Pessoal achei legal as novas cores do forum em tons de cinza so que acho que deviam mudar a cor dos ultimos envios pq ficou mto estranho em relaçao ao forum.

falows

----------


## smvda

Achei que tudo ficou legal .... ta massa parabéns ai ao pessoal !

----------


## MarcusMaciel

Pessoal to precisando de mais ideias pro site alguem tem ideia ai eu passei a madrugada pensando e nao saiu nada 
de qualquer ideia por mais que vc ache que seja idiota..

vamos fazer um brainstorm pra achar as melhores ideias  :Smile: )

Mandem ver

----------


## Bios

Eu gostei das mudanças  :Big Grin:   :Big Grin:  

Senti falta do "inicio" embaixo da foto da camiseta ..... mas é so questão de costume :-)

Pessoal ...vão dando idéias ... de coisas que podemos fazer para deixar o Under do jeito que vcs mais gostem 8)

----------


## Pedro0278

> Pessoal to precisando de mais ideias pro site alguem tem ideia ai eu passei a madrugada pensando e nao saiu nada 
> de qualquer ideia por mais que vc ache que seja idiota..
> 
> vamos fazer um brainstorm pra achar as melhores ideias )
> 
> Mandem ver


As cores e o layout estã melhorando sensivelmente...

Momento Off Topic:

Pra ter novas idéias é simples... e dá resultado... 
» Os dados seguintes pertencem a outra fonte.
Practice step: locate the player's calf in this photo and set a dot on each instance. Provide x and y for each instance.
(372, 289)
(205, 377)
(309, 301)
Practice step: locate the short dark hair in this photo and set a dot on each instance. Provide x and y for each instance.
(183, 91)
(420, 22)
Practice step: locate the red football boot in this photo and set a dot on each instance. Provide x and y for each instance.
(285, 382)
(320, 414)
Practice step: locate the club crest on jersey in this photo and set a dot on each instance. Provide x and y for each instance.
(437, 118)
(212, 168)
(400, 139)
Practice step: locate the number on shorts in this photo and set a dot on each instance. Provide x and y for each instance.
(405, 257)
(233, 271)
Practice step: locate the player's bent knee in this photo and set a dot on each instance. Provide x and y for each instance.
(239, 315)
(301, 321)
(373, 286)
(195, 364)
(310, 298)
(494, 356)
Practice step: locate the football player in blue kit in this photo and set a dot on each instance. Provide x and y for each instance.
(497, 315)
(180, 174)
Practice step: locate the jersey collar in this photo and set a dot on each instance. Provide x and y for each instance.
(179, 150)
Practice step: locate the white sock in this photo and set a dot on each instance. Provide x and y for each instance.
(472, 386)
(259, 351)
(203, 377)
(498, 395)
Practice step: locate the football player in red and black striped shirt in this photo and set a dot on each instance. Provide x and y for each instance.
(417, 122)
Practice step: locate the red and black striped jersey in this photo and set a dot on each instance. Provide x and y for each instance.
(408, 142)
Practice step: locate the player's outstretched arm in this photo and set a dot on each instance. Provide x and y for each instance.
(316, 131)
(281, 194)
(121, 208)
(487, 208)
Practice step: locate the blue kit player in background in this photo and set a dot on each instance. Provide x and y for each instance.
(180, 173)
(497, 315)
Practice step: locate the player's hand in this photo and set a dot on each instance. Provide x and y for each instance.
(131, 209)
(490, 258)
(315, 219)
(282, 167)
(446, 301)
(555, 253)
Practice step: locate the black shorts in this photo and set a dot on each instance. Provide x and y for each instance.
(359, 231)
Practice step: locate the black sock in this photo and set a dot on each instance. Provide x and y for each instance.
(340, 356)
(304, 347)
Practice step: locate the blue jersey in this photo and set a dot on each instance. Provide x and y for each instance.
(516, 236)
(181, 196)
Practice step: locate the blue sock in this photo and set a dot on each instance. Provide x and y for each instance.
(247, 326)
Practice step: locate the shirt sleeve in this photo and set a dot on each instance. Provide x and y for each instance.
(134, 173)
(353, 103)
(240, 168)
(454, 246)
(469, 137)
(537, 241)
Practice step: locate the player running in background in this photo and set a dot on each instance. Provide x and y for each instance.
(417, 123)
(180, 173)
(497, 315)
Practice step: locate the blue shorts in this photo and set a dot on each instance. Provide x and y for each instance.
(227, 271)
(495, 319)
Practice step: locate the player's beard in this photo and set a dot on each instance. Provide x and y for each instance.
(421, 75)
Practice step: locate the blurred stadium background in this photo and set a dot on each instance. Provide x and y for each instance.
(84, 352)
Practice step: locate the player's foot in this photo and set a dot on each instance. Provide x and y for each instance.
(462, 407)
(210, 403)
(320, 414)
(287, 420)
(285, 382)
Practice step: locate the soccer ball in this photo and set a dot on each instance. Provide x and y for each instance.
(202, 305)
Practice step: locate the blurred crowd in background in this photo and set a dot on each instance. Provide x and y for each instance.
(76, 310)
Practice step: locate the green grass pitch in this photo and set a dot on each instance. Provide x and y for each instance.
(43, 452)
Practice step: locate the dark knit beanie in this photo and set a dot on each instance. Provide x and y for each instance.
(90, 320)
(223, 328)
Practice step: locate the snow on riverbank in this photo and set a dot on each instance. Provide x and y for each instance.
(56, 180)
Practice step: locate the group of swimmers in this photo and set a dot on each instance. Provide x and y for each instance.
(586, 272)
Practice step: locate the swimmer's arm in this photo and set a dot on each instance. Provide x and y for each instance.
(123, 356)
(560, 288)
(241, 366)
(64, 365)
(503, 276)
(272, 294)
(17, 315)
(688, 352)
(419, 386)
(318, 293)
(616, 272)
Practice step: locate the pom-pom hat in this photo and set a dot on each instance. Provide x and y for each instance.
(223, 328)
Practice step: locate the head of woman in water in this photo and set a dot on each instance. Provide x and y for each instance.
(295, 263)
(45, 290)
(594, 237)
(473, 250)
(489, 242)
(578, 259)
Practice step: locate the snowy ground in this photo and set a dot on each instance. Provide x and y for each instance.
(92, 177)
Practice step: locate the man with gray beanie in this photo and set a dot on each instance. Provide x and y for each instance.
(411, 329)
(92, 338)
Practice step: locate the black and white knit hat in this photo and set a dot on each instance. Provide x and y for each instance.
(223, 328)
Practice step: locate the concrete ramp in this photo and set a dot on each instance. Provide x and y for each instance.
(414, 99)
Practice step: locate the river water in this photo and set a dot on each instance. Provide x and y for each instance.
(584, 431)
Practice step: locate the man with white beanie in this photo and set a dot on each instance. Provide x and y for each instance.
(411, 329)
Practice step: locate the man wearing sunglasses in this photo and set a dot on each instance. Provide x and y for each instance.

Compre um "lactopurga" tome meis ou menos as 10 da noite e espere na madrugada vai bater aquela vontade... da vc corre pro banheiro e começa a ler jornal...

Idéias não vão faltar.

----------


## MarcusMaciel

O que falta para a UnderLinux ser o site mais acessado de TI do brasil ????

fale algo que voce sente falta aqui no site qualquer coisa

----------


## Pedro0278

Scorpion... poderia organizar o banco dados de artigos e coloca-los por temas e não por datas.

Os artigos novos deveriam ser colocados logo de cara ao invés das noticias.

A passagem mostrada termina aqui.